«España» -y no nos mueve ningún impulso atrabiliario o interés nacionalista pequeñoburgués, y nacimos en una nación sin Estado- no existe, es solo una locución nominalista, un semantema, un signo arbitrario con un sentido difuso. El historiador Américo Castro dejó escrito que los moradores de las tierras peninsulares «eran gallegos (y también lusitanos como peninsulares son los portugueses, N.B.), leoneses, castellanos, navarros, aragoneses o catalanes». Añade que el nombre «español» que los unificó a todos se originó en Provenza por motivos comerciales o por cualquier otra razón de carácter práctico. Es como si Marco Polo, cuando arribó a China y para no volverse loco con las diferentes etnias y pueblos que había allí, dijo que, alejop, todos chinos como patrón de medida y asunto resuelto y, por lo tanto, los mercaderes venecianos harían en adelante sus negocios con chinos y punto y no con la etnia tal o cual y es que los mercados incipientes unifican y derriban barreras (comerciales) mucho.

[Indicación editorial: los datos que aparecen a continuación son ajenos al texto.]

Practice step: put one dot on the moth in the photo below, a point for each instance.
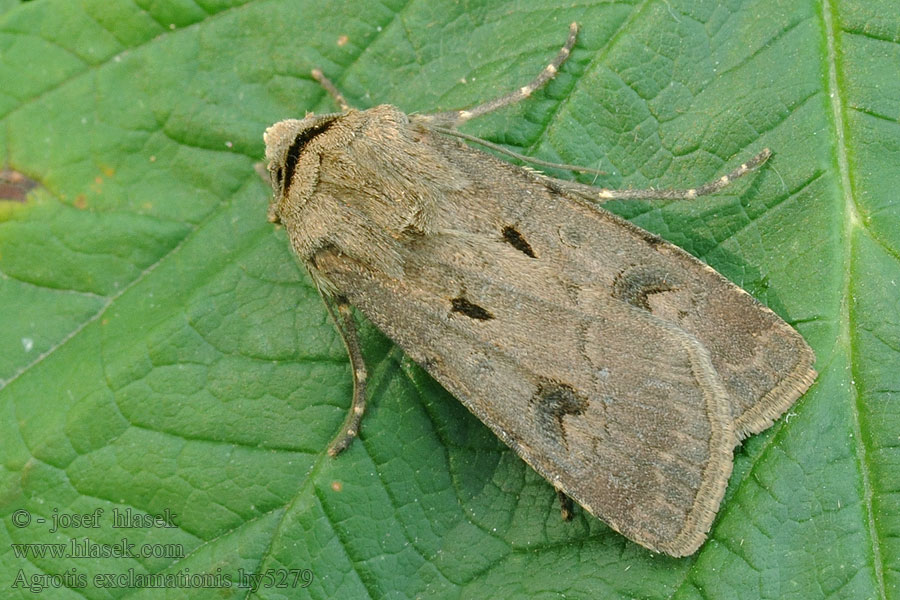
(621, 368)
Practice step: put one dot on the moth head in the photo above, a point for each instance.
(286, 142)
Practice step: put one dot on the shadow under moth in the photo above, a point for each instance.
(621, 368)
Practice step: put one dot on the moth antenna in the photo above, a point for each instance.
(595, 194)
(516, 155)
(331, 89)
(455, 118)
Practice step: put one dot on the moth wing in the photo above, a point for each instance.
(620, 367)
(764, 364)
(618, 408)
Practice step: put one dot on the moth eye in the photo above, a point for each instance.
(514, 238)
(471, 310)
(296, 149)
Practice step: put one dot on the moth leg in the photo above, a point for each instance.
(332, 90)
(458, 117)
(565, 505)
(597, 195)
(340, 312)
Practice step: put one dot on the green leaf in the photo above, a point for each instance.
(160, 349)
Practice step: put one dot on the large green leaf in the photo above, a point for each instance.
(160, 348)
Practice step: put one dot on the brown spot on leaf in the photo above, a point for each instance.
(14, 186)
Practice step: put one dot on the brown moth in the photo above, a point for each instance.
(621, 368)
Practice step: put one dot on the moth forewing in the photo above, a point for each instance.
(621, 368)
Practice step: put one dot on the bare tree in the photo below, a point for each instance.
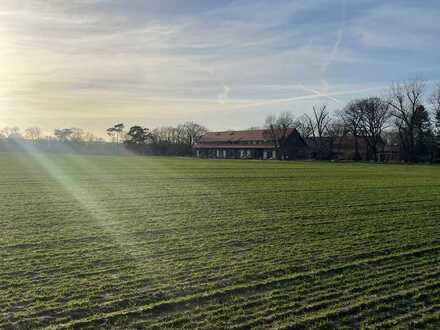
(375, 114)
(319, 123)
(435, 103)
(116, 133)
(304, 127)
(190, 132)
(167, 134)
(33, 133)
(63, 134)
(352, 117)
(279, 128)
(12, 132)
(405, 101)
(78, 135)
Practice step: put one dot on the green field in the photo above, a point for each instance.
(138, 242)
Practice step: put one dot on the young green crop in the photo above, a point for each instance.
(150, 242)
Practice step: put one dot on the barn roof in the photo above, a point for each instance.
(237, 136)
(233, 146)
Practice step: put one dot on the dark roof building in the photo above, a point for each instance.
(250, 144)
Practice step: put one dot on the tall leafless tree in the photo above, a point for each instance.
(352, 116)
(304, 127)
(190, 132)
(375, 114)
(33, 134)
(319, 124)
(435, 103)
(405, 101)
(279, 128)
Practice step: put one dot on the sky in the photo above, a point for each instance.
(222, 63)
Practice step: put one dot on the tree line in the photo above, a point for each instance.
(166, 140)
(406, 118)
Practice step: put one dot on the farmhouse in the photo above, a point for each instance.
(249, 144)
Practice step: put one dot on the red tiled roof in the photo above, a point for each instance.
(232, 146)
(237, 136)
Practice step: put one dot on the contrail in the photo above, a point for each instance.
(306, 97)
(319, 93)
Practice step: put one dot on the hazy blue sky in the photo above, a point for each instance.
(225, 64)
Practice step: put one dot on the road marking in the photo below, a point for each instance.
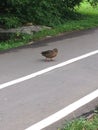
(64, 112)
(7, 84)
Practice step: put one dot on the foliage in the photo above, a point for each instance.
(37, 11)
(93, 2)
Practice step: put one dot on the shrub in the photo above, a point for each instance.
(45, 12)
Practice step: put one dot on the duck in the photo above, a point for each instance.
(50, 54)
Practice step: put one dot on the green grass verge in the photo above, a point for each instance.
(89, 122)
(89, 19)
(82, 124)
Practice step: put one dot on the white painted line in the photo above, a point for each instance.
(64, 112)
(7, 84)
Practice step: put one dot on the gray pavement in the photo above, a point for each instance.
(28, 102)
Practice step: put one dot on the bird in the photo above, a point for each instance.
(50, 54)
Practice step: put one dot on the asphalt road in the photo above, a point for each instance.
(28, 102)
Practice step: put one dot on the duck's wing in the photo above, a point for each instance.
(47, 53)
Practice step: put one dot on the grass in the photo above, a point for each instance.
(89, 19)
(82, 123)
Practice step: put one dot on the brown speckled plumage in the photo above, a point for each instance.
(49, 54)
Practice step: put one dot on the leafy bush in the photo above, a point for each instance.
(45, 12)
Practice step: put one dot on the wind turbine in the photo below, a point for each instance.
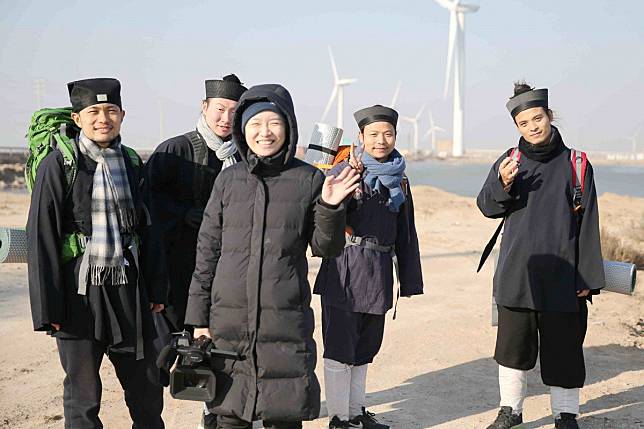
(414, 122)
(394, 99)
(338, 91)
(433, 129)
(456, 54)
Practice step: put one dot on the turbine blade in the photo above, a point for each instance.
(445, 3)
(334, 93)
(336, 77)
(395, 97)
(450, 50)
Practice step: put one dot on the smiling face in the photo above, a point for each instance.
(379, 140)
(265, 133)
(101, 123)
(534, 125)
(219, 114)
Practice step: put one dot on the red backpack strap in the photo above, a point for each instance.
(578, 162)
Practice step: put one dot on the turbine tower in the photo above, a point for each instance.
(338, 91)
(414, 122)
(433, 129)
(394, 99)
(456, 55)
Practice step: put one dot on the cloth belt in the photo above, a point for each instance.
(129, 242)
(368, 243)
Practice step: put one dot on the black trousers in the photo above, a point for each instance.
(229, 422)
(81, 360)
(557, 337)
(351, 338)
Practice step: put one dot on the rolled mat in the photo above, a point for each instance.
(13, 245)
(620, 277)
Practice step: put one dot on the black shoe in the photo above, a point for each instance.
(336, 423)
(208, 421)
(367, 420)
(566, 421)
(507, 420)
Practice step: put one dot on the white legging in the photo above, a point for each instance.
(345, 388)
(513, 385)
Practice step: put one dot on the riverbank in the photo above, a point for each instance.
(434, 369)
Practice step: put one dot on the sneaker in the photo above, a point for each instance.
(507, 420)
(208, 421)
(566, 421)
(367, 420)
(336, 423)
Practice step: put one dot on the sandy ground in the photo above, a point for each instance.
(434, 369)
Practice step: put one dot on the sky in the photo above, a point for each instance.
(590, 54)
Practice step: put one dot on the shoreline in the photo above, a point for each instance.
(434, 369)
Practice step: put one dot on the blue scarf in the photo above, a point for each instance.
(388, 174)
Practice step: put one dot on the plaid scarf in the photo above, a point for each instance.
(112, 212)
(225, 150)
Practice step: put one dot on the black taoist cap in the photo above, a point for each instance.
(376, 113)
(87, 92)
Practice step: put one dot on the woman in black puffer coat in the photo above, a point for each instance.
(250, 282)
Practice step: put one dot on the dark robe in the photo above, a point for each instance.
(360, 279)
(173, 185)
(116, 315)
(545, 256)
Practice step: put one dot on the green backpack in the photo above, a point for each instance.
(54, 129)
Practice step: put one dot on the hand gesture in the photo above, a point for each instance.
(508, 171)
(355, 161)
(198, 332)
(336, 189)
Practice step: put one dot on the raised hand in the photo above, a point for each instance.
(336, 188)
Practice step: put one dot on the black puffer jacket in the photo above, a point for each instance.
(250, 283)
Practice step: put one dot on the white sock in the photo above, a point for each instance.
(358, 395)
(564, 401)
(513, 385)
(337, 387)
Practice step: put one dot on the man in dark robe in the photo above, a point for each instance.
(357, 287)
(179, 177)
(99, 300)
(549, 262)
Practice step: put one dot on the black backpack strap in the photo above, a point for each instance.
(198, 146)
(490, 245)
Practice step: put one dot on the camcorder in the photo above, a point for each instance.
(192, 378)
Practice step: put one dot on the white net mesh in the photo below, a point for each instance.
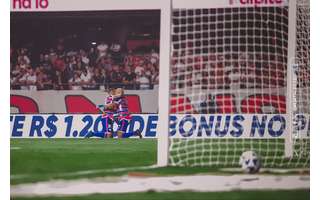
(301, 84)
(234, 61)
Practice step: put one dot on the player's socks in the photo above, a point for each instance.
(127, 134)
(96, 134)
(89, 135)
(130, 134)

No existe lo que se dio en llamar un «problema vasco»; lo que hubo -y hay- es un «problema español», como veremos en la próxima (y última) entrega. Se habla de España, no ya como tema, sino como género. Al lado de los clásicos géneros literarios habría que ubicar el «género España». Este género crea a sus escritores -y no al revés como sería lo lógico- que escriben monotemáticamente sobre algo que sospechan que no es y tratan de que sea recurriendo a la mística o a la magia o a, como dijera Manuel Vázquez Montalbán, la Liga de fútbol que une mucho. Algo parecido a las lucubraciones y pajeos mentales metafísicos de Heidegger entre «existencia» y ec-sistencia (no hay errata), el «ser» y el «ente». Parece como si el solo hecho de invocar el nombre «España» les otorgara automáticamente el numen, el hálito, el alma, el espíritu del Ser y del ser no solamente algo, sino españoles, casi ná. Se pronuncia la palabra «España» como una especie de conjuro contra el fantasma de una identidad históricamente falsa y por ello se recurre al casticismo más garbancero, que es la España de pandereta de Rajoy (véase el funeral de la Fitz-Roy Duquesa de Alba) y el caciquismo finisecular. Y no la «España política», como la entendemos algunos y en la que nos movemos y hablamos para entendernos políticamente, ya lo hemos dicho. Estamos siempre delante de una latente y manifiesta falta de seguridad en sí mismo pues las palabras se ajan de tanto manosearlas como el gallo de pelea del coronel (no tiene quién le escriba) de García Márquez, recién fallecido, que se desgastaba con las miradas de la chiquillería.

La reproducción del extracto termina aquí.